As I've checked things like hard drive and RAM and elimiated those as a problem, Is it easy to tell if it's either the PSU, Motherboard, graphics card or something else?

I don't really want to use hardware out of my new machine to run tests I don't know if there is anything else I can do other than by replacements and hope the first piece I replace is the guilty party.

Any ideas greatly received.
 
Thanks again Neil. I'll set up the old pc and disable the auto reboot to see if the Blue screen gives me any clues. I'll post up my findings.
 
If it were restarting with a BSOD then the above advice should help. If it wasn't showing a BSOD and just booting up again then that sounds to me like a power supply issue. You could just disconnect the power supply from the new computer and connect it to the old motherboard. If it runs fine then you know what the issue is - easy to reconnect so no needed to change components around etc.
 
If its just restarting then the psu is the most likely cause but it could also be the motherboard or video card.
If its the motherboard or video card it might be the capacitors which have failed and if you know what to look for you can spot them. See http://www.badcaps.net/pages.php?vid=5
 
Some ideas...

Is your cooling fan still seated on the CPU properly.
Try re-seating the graphics card in the PCI slot (unlikely to be the issue, but worth a shot).
If you have a spare / cheap graphics card available that would be the next easiest thing to swap out.
Followed by the PSU.

If you still have no luck then that leaves the CPU or motherboard. Your call on if it is worth saving at this point!
 
When you say you checked RAM did you just run a memory check or did you reseat the RAM as well. I had BSOD which threw up all kinds of codes and the memory check ran OK. It eventually turned out to be a RAM module which was not seated properly - easy to do just to eliminate that as a problem.
 
When you say you checked RAM did you just run a memory check or did you reseat the RAM as well. I had BSOD which threw up all kinds of codes and the memory check ran OK. It eventually turned out to be a RAM module which was not seated properly - easy to do just to eliminate that as a problem.

THat's actually a very good point. Best way to test the RAM running the machine with just one stick of RAM in turn.

I've had a RAM stick that passed a RAM test but was causing the PC to blue screen randomly.
 
Just a quick update. I still haven't estbalished what's causing it. I've now ordered a psu checking thingy to see if it's the psu.

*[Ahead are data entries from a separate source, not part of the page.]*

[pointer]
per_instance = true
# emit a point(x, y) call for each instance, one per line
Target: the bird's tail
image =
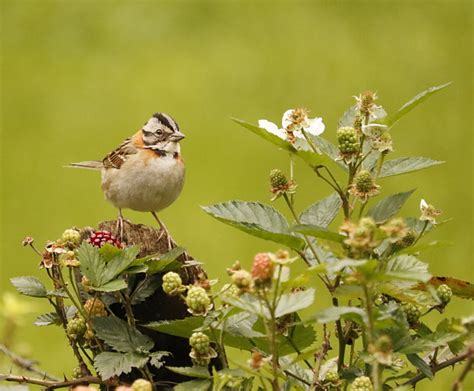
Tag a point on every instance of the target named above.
point(90, 165)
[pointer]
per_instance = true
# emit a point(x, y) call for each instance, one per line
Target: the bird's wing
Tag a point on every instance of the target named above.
point(116, 158)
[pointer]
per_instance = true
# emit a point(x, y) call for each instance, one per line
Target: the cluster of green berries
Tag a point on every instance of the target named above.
point(71, 236)
point(412, 312)
point(348, 140)
point(77, 373)
point(95, 307)
point(278, 180)
point(361, 383)
point(363, 181)
point(172, 284)
point(76, 328)
point(444, 293)
point(197, 300)
point(200, 343)
point(141, 385)
point(262, 268)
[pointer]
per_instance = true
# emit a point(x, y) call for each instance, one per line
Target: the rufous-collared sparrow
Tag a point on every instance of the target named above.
point(146, 172)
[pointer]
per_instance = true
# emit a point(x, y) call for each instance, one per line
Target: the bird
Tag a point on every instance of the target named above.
point(146, 172)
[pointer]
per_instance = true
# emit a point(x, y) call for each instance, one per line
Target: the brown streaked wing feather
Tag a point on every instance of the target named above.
point(116, 158)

Thanks to everyone for their suggestions. I've actually unpluuged every piece of hardware from the motherboard and plugged back in. I've also reseated the graphics card and Memory sticks. I'll give the 1 stick test ago to see if that resolves it.

I do have a new HD5770 graphics card but don't want to risk damaging it if it's something else as it site in my new i5 2500k pc.
 
I've just had a PSU go. The onboard network and a couple of USB ports went everything else worked fine. Plug a PCI-e network card in and everything works apart from the thing won't cold boot with the network cable in. I thought it was the mobo that had gone. Ordered another and exactly the same symptoms. Plugged in another PSU and it worked!

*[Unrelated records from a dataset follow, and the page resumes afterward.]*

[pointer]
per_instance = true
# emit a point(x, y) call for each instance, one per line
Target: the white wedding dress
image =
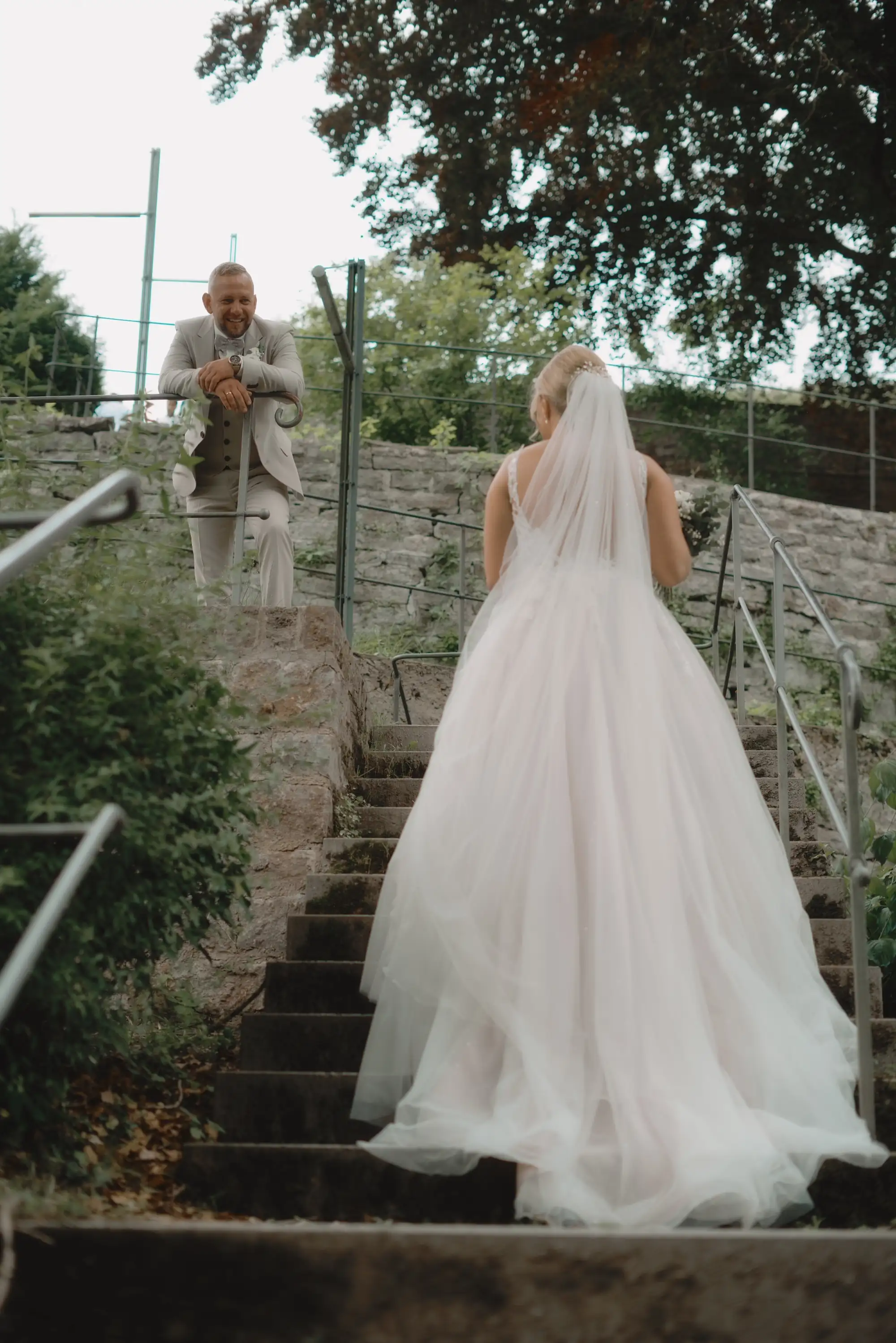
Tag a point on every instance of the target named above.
point(589, 956)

I've just ordered a replacement AND a spare PSU just in case ;)
 
In my experience, you pays your money and takes your choice.

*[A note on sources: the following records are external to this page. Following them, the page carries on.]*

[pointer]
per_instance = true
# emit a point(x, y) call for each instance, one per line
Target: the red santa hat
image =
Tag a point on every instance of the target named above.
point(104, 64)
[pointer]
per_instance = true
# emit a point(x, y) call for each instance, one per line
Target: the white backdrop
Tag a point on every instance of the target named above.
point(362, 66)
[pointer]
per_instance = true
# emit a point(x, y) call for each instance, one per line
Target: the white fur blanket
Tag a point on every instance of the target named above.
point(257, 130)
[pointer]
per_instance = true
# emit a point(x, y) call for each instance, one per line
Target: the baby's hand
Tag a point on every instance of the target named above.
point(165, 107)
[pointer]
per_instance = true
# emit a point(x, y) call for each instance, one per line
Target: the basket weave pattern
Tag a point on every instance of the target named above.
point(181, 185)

Either start renewing the cheapest, or start with PSU first (sometimes that is the cheapest!).

I hope you get on better with your PSU tester than I did, a proper waste of money that was!
 
Although don't buy a "cheap" PSU - make sure you get a good quality one!
 
Although don't buy a "cheap" PSU - make sure you get a good quality one!
The PSU that went for me was a SilverSTone Nightjar 400W silent fanless PSU (although I did have a very slow moving fan pushing air through it). £100 to you sir... I replaced it with a Seasonic 460W silent fanless PSU at £116.

Cost isn't necessarily a good indicator...
 
Although don't buy a "cheap" PSU - make sure you get a good quality one!

Been building PCs for decades and only had a couple of failures out of around 35 builds.

Most of these were using cases with built-in PSU's with costs ranging from £20 to £35.

When I built my latest PC, I succumbed to the view, in here, that modular and quality was best.

Never have I had so much hassle building a PC in my life!